転機が訪れたのは高校生の時、わずか4枚の写真しか載せていなかったインスタグラムにスカウトのDMが届き、芸能の仕事を始めた。バスケ漬けの学校生活の合間を縫ってライブ配信やSNS投稿を続けたことで、次第に注目を集めるようになったのだ。

◆人生を変えた“バスケ”との出合い
「バスケといえば、すみぽん。そう思われるような存在になりたいです」愛知県出身、バスケタレントとして大活躍中のすみぽんさんだが、幼少期はすごく人見知りで、「親の後ろに隠れて挨拶もできないような子だった」と当時を振り返る。
「小学校低学年の頃は、教室で本をずっと読んでいるタイプでした。家庭訪問の時にも、先生から『本ばかり読んでいて、外ではほとんど遊ばないんですけど大丈夫ですか?』と言われるぐらいで(笑)。
でも、高学年になってからはなぜか外で活発に遊ぶようになったんですよ。そのきっかけになったのがダンスで、いろんな人と関わる機会が増えたことで、やっと自分の考えが表に出せるようになりました」
そんななか、周囲の友人がバスケをやっていたこともあり、5年生からバスケも始めることに。それが思いのほか楽しいことに気づき、本格的に取り組むことになったそうだ。
◆「バスケを一生懸命がんばることで、自分自身を肯定できる気がした」
「私が入っていた部活は人数が多く、強いチームでした。ただ、バスケを始めた当初は同時進行でダンスもやっていたので、練習に行けない時も多くて。練習にあまり行けてないのにユニフォームをもらっていいものか……。きちんと練習に行って、誰もが納得するかたちでユニフォームをもらいたいと思って。そういうなかで、次第に“勝負”の世界が好きだなって感じるようになったんです。

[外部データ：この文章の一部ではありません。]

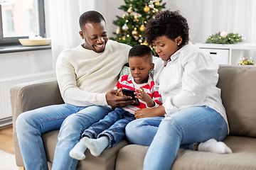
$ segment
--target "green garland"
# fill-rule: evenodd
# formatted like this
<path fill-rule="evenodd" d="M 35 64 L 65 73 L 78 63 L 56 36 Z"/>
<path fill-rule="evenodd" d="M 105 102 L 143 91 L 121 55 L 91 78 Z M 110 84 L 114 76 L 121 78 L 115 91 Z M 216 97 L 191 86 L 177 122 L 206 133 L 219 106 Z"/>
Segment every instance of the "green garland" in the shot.
<path fill-rule="evenodd" d="M 242 37 L 238 34 L 228 33 L 223 37 L 220 36 L 220 32 L 215 35 L 211 35 L 206 40 L 206 43 L 213 44 L 235 44 L 242 42 Z"/>

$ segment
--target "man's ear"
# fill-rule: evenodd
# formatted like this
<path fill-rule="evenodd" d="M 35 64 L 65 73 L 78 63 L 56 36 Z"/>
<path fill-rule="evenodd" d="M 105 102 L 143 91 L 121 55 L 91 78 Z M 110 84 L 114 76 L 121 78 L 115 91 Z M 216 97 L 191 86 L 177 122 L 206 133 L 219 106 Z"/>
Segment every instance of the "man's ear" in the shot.
<path fill-rule="evenodd" d="M 150 64 L 149 70 L 152 71 L 154 68 L 154 63 Z"/>
<path fill-rule="evenodd" d="M 79 35 L 80 35 L 82 40 L 85 39 L 85 35 L 83 35 L 83 33 L 81 30 L 79 31 Z"/>
<path fill-rule="evenodd" d="M 176 38 L 175 38 L 174 40 L 175 43 L 178 46 L 181 44 L 182 42 L 182 38 L 181 35 L 178 35 Z"/>

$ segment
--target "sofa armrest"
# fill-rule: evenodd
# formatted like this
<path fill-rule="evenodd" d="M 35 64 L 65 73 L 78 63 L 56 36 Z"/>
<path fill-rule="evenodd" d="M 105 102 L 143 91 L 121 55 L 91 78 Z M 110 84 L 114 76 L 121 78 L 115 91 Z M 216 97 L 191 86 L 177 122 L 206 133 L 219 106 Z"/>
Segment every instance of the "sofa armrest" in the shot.
<path fill-rule="evenodd" d="M 16 164 L 23 166 L 15 128 L 17 117 L 23 112 L 49 105 L 63 103 L 56 78 L 19 84 L 11 89 L 11 103 L 14 128 L 13 142 Z"/>

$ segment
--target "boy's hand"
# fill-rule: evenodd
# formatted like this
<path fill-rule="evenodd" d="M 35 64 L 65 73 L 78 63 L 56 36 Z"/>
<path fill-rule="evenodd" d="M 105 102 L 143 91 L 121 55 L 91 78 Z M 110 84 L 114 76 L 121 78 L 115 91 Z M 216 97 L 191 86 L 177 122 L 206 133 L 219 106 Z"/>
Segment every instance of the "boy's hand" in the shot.
<path fill-rule="evenodd" d="M 118 96 L 117 94 L 120 89 L 110 90 L 106 94 L 106 100 L 108 105 L 114 108 L 124 108 L 133 104 L 135 101 L 131 96 Z"/>
<path fill-rule="evenodd" d="M 148 107 L 154 107 L 155 103 L 152 98 L 144 91 L 142 87 L 139 87 L 139 89 L 135 89 L 136 98 L 141 99 L 146 103 Z"/>
<path fill-rule="evenodd" d="M 117 90 L 117 95 L 118 96 L 126 96 L 124 94 L 123 94 L 121 88 Z"/>

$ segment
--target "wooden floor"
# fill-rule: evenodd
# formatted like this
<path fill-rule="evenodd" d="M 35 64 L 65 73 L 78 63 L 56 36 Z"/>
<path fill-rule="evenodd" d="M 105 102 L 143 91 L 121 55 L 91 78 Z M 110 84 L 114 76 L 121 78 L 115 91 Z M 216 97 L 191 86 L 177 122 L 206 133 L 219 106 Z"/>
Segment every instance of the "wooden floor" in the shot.
<path fill-rule="evenodd" d="M 12 125 L 0 128 L 0 150 L 14 154 L 14 145 L 12 142 Z"/>

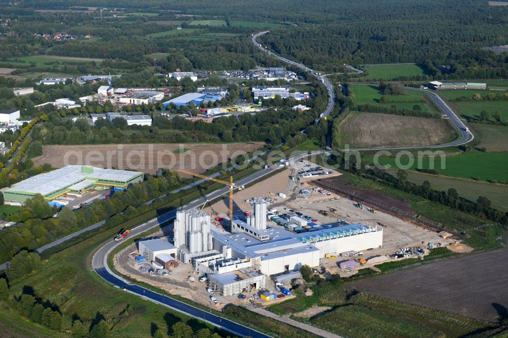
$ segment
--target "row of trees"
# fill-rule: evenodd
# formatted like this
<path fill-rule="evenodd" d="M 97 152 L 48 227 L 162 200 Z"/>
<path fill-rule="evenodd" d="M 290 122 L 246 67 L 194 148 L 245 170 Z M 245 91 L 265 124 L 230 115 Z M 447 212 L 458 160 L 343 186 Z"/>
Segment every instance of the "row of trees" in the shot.
<path fill-rule="evenodd" d="M 439 113 L 422 110 L 421 107 L 418 105 L 414 106 L 412 109 L 399 108 L 396 106 L 383 107 L 378 105 L 362 105 L 358 106 L 357 109 L 359 112 L 390 114 L 402 116 L 415 116 L 416 117 L 434 119 L 441 117 L 441 115 Z"/>
<path fill-rule="evenodd" d="M 146 206 L 136 209 L 133 206 L 140 205 L 163 195 L 174 189 L 179 182 L 178 174 L 174 172 L 166 172 L 156 177 L 147 176 L 145 181 L 134 184 L 127 191 L 117 191 L 112 197 L 98 201 L 90 207 L 74 212 L 64 208 L 58 218 L 52 217 L 56 210 L 50 208 L 42 196 L 37 195 L 27 200 L 19 212 L 5 217 L 6 220 L 17 224 L 0 230 L 0 260 L 9 260 L 22 248 L 39 248 L 61 238 L 62 234 L 115 215 L 108 224 L 112 226 L 121 224 L 153 207 Z M 128 209 L 127 214 L 118 215 Z"/>

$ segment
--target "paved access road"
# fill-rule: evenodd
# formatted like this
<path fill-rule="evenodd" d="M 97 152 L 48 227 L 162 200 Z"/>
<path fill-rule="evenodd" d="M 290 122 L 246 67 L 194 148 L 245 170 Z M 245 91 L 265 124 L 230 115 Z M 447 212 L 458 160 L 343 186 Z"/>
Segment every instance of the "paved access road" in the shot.
<path fill-rule="evenodd" d="M 263 46 L 262 46 L 260 44 L 258 43 L 257 41 L 256 41 L 256 39 L 258 39 L 258 37 L 263 35 L 263 34 L 266 34 L 269 31 L 270 31 L 265 30 L 265 31 L 260 32 L 259 33 L 253 35 L 252 36 L 252 43 L 255 45 L 257 46 L 258 48 L 259 48 L 260 49 L 265 52 L 265 53 L 268 53 L 268 55 L 272 55 L 274 57 L 277 58 L 277 59 L 280 60 L 281 61 L 283 61 L 287 63 L 289 63 L 290 64 L 292 64 L 293 65 L 296 66 L 298 68 L 300 68 L 300 69 L 303 70 L 305 72 L 312 72 L 312 75 L 315 77 L 315 78 L 318 79 L 318 80 L 319 80 L 320 81 L 323 82 L 323 84 L 325 85 L 325 87 L 326 87 L 327 91 L 328 92 L 328 104 L 326 106 L 326 109 L 325 109 L 325 111 L 323 112 L 323 117 L 328 116 L 330 114 L 330 113 L 332 112 L 332 111 L 333 110 L 333 107 L 335 105 L 335 93 L 333 90 L 333 85 L 332 84 L 332 83 L 330 82 L 328 80 L 328 79 L 327 79 L 326 77 L 324 77 L 324 76 L 319 76 L 317 75 L 317 73 L 316 73 L 315 72 L 310 69 L 307 66 L 302 64 L 301 63 L 298 63 L 297 62 L 295 62 L 294 61 L 292 61 L 289 59 L 287 59 L 286 58 L 283 57 L 280 55 L 278 55 L 274 53 L 273 52 L 271 52 L 269 51 L 268 49 L 264 48 L 263 47 Z"/>
<path fill-rule="evenodd" d="M 325 152 L 326 152 L 326 151 L 321 150 L 313 152 L 311 153 L 311 154 L 317 155 Z M 307 156 L 309 156 L 308 154 L 302 154 L 290 159 L 289 160 L 292 161 L 292 162 L 294 162 Z M 260 170 L 248 176 L 238 180 L 235 182 L 235 184 L 237 186 L 245 185 L 262 178 L 264 176 L 271 174 L 280 168 L 281 167 L 275 165 L 269 169 Z M 217 198 L 223 195 L 229 193 L 229 188 L 226 187 L 211 192 L 206 195 L 206 196 L 202 196 L 197 198 L 185 206 L 182 206 L 182 207 L 185 209 L 196 208 L 202 205 L 207 200 L 211 200 Z M 173 220 L 175 218 L 175 216 L 176 211 L 175 210 L 162 214 L 155 218 L 151 219 L 140 225 L 131 229 L 129 236 L 132 237 L 137 235 L 148 230 L 156 226 L 159 226 Z M 112 240 L 110 241 L 96 252 L 92 258 L 92 267 L 99 276 L 107 281 L 116 287 L 124 289 L 126 292 L 138 295 L 148 300 L 155 301 L 157 303 L 167 306 L 177 311 L 182 312 L 198 319 L 204 320 L 216 326 L 233 332 L 235 334 L 240 336 L 248 335 L 253 337 L 270 336 L 218 316 L 212 315 L 206 311 L 195 308 L 179 300 L 176 300 L 137 285 L 129 284 L 121 277 L 113 272 L 109 268 L 107 263 L 108 256 L 109 253 L 115 248 L 121 244 L 121 242 L 116 242 Z"/>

そこからダンスを辞めてバスケに専念しました。部活とクラブチームの両方で活動していたこともあり、この頃から交友関係は広くなったと思いますね」
中学に進学すると、毎日バスケの練習に行くようになった。バスケと真剣に向き合うようになったからこそ、メンバーとぶつかることもあったという。
「中学生の頃に両親が離婚し、複雑な家庭環境で育ちました。うまくいかない時も、私の心の支えとなったのがバスケでした。“バスケの試合に出られる自分”が好きでしたし、バスケを一生懸命がんばることで、自分自身を肯定できる気がしたんです。

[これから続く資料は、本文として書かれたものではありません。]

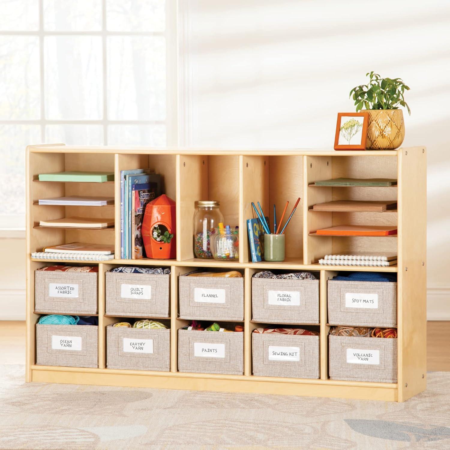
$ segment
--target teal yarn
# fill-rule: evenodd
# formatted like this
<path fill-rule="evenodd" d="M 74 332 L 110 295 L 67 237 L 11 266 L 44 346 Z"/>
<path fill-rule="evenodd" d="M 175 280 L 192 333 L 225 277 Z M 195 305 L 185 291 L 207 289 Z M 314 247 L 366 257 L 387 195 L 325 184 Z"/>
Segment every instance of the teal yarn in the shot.
<path fill-rule="evenodd" d="M 41 325 L 76 325 L 80 318 L 76 315 L 62 315 L 60 314 L 51 314 L 43 315 L 39 319 L 38 324 Z"/>

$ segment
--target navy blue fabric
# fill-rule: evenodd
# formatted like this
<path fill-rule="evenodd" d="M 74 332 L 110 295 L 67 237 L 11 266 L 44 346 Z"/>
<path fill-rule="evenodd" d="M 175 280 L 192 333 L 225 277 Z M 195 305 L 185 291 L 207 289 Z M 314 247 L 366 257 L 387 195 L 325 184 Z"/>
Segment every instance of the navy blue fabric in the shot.
<path fill-rule="evenodd" d="M 340 281 L 395 282 L 397 281 L 397 274 L 382 272 L 341 272 L 333 279 Z"/>

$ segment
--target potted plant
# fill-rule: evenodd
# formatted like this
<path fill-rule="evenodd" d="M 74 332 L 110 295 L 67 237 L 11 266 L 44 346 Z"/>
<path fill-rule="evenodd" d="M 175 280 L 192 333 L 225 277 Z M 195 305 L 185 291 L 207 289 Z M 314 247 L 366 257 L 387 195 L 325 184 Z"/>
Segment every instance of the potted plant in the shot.
<path fill-rule="evenodd" d="M 373 72 L 367 85 L 356 86 L 350 91 L 356 112 L 365 108 L 369 112 L 366 148 L 369 150 L 397 148 L 405 139 L 403 112 L 400 106 L 406 107 L 404 94 L 410 88 L 401 78 L 382 78 Z"/>

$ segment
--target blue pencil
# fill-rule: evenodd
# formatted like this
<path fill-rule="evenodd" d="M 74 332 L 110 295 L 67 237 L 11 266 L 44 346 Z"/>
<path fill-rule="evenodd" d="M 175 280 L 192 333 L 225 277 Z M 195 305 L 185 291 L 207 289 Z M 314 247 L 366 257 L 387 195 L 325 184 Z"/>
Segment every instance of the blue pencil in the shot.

高校では愛知県の強豪校がひしめくなか、私たちの代は県大会でベスト16まで勝ち上がり、あと一歩でベスト8というところまで健闘し、大きな達成感を得ることができました」
当時、朝は3kmを超えるランニングから始まり、体幹トレーニングを行う。その後に授業に出る生活を続けていたとか。特に冬の筋トレ期間はトレーナー指導のもと、四股踏みを100回、腕立て伏せ100回など、色々なトレーニングに励んでいたそうだ。